Não creio que haja uma ciência história neutra, tecnicamente perfeita (aliás, as técnicas e tecnologias não são neutras, porque fazem parte de determinadas culturas, de determinadas ideologias, de determinadas histórias e cotextos políticos, geográficos e ecológicos). Do mesmo modo, não é possível acreditar em isenção nem de um cidadão comum, nem de um cientista, nem de um juiz (não é possível a neutralidade diante dos fatos; o que é possível é certa atitude mais objetiva; apenas). Por isto mesmo, é impossível que haja a falsa dicotomia entre opinião e conhecimento cientifico neutro. Ou seja, é preciso explicitar, detalhadamente, o que vem a ser opinião, δόξα DOXA, de conhecimento, Γνωσις GNOSE, antes de sairmos por aí apregoando que um historiador não pode ter opinião, mas um leigo sim (penso que é ridículo tal afirmação completamente sem fundamento gnosiológico e metodológico). Quem pensa assim, de forma equivocada e hipócrita, é o positivismo (há juízes que creem, de uma forma desastrosa, nesta balela da isenção, que só existe nas crenças alheadas da realidade deles; por isto mesmo é que se torna necessário vários tipos de controles sobre o judiciário, senão ele vira um poder absolutista ditatorial).

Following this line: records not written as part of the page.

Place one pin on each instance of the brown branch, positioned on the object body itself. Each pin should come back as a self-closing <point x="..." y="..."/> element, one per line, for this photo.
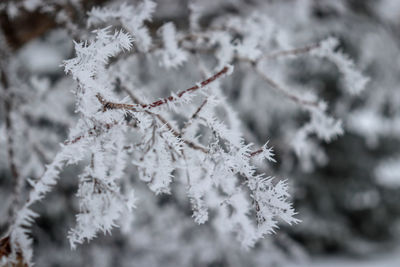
<point x="137" y="107"/>
<point x="175" y="132"/>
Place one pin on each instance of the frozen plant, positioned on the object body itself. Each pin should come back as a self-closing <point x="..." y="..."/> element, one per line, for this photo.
<point x="191" y="136"/>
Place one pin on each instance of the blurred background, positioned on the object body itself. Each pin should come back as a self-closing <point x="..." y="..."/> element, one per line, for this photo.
<point x="346" y="191"/>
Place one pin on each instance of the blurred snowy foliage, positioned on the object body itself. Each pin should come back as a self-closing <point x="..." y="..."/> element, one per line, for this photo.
<point x="164" y="113"/>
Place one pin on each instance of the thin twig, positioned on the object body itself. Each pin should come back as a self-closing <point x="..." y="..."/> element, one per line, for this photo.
<point x="137" y="107"/>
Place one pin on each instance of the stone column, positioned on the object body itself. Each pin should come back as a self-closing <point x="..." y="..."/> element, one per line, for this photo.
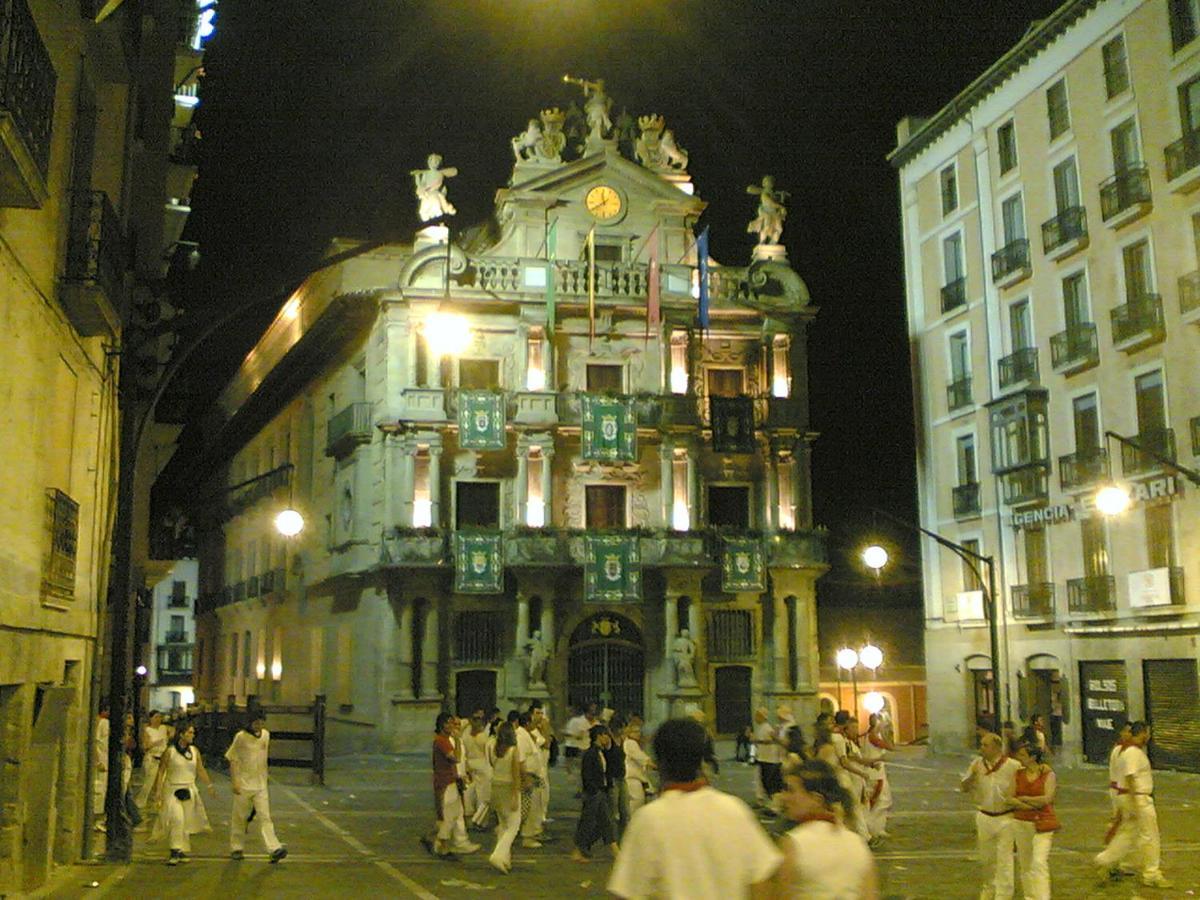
<point x="430" y="654"/>
<point x="405" y="651"/>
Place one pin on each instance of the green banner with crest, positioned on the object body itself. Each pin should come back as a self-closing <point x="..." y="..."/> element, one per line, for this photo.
<point x="610" y="427"/>
<point x="481" y="420"/>
<point x="477" y="563"/>
<point x="742" y="565"/>
<point x="612" y="571"/>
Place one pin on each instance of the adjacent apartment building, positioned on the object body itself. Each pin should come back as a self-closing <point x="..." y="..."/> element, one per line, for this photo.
<point x="527" y="471"/>
<point x="1051" y="233"/>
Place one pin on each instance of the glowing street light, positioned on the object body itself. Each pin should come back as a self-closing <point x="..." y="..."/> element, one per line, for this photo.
<point x="289" y="522"/>
<point x="1113" y="499"/>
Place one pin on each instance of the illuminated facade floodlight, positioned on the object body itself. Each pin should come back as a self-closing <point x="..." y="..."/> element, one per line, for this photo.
<point x="1113" y="499"/>
<point x="846" y="658"/>
<point x="875" y="557"/>
<point x="871" y="657"/>
<point x="289" y="523"/>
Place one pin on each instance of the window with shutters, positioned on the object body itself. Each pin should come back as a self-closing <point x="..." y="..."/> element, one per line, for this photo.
<point x="1057" y="109"/>
<point x="1116" y="67"/>
<point x="731" y="635"/>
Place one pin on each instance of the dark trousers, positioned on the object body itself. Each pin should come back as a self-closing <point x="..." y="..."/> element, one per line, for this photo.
<point x="595" y="821"/>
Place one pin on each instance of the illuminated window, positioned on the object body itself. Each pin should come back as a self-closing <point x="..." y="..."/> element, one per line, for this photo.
<point x="679" y="363"/>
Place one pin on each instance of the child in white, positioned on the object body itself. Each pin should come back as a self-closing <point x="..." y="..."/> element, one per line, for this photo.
<point x="247" y="772"/>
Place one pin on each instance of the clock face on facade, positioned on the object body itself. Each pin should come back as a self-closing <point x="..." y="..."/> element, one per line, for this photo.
<point x="603" y="202"/>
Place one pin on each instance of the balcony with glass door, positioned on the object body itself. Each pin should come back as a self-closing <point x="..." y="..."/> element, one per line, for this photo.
<point x="1126" y="196"/>
<point x="1074" y="349"/>
<point x="1138" y="323"/>
<point x="1066" y="233"/>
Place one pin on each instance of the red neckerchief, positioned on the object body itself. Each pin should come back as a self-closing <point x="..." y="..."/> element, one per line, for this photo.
<point x="995" y="768"/>
<point x="687" y="786"/>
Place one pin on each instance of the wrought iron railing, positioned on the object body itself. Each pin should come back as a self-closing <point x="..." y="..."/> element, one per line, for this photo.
<point x="1161" y="444"/>
<point x="1084" y="468"/>
<point x="27" y="90"/>
<point x="965" y="499"/>
<point x="1074" y="346"/>
<point x="1011" y="258"/>
<point x="954" y="294"/>
<point x="1019" y="366"/>
<point x="1125" y="190"/>
<point x="1033" y="601"/>
<point x="1068" y="226"/>
<point x="1096" y="593"/>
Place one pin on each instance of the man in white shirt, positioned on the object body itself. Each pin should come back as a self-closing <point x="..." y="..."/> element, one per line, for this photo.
<point x="694" y="841"/>
<point x="247" y="773"/>
<point x="1137" y="837"/>
<point x="991" y="781"/>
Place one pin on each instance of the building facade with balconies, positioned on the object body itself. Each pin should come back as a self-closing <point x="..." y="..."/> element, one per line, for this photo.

Por mais que os pós modernos em historiografia (e pós verdadeiros) pensem que não haja mais ciência e que o saber ocidental é apenas mais um saber em igualdade de condições com quaisquer saberes (mesmo os saberes das bruxas medievais, ou das leitoras das cartas do tarô); por mais que eles gostem de usar o prefixo "pós" para não terem a obrigação de explicar detalhadamente o que vem depois deste "pós" (se é "pós moderno" então seria o quê?, o contemporâneo?; e quando aparecer o "pós contemporâneo" será o que?, o "pós atual"?; mas quando aparecer o "pós atual"? o que virá? a "pós verdade?" e "depois da pós verdade"? virá o quê?, "a mentira"? e quando vier a "pós mentira?"...); é necessário explicar, detalhadamente, a fase histórica, ou os desdobramentos que se seguem a um determinado período, delimitando novas tendências de análise que levam o quê, e por quais métodos, um aprofundamento no conhecimento da realidade, seja nas formas, seja nos conteúdos propriamente ditos. Isto é nossa herança grega da qual não podemos escapar inteiramente, já que o contínuo questionar sobre a vida, sobre o pensar, sobre os métodos do pensar e sobre as verdades parciais, fugidias ou supostamente definitivas era o passatempo principal dos filósofos gregos, já que eles tinham, na sociedade, muitos e muitos escravos que podiam cuidar do dia a dia da sociedade.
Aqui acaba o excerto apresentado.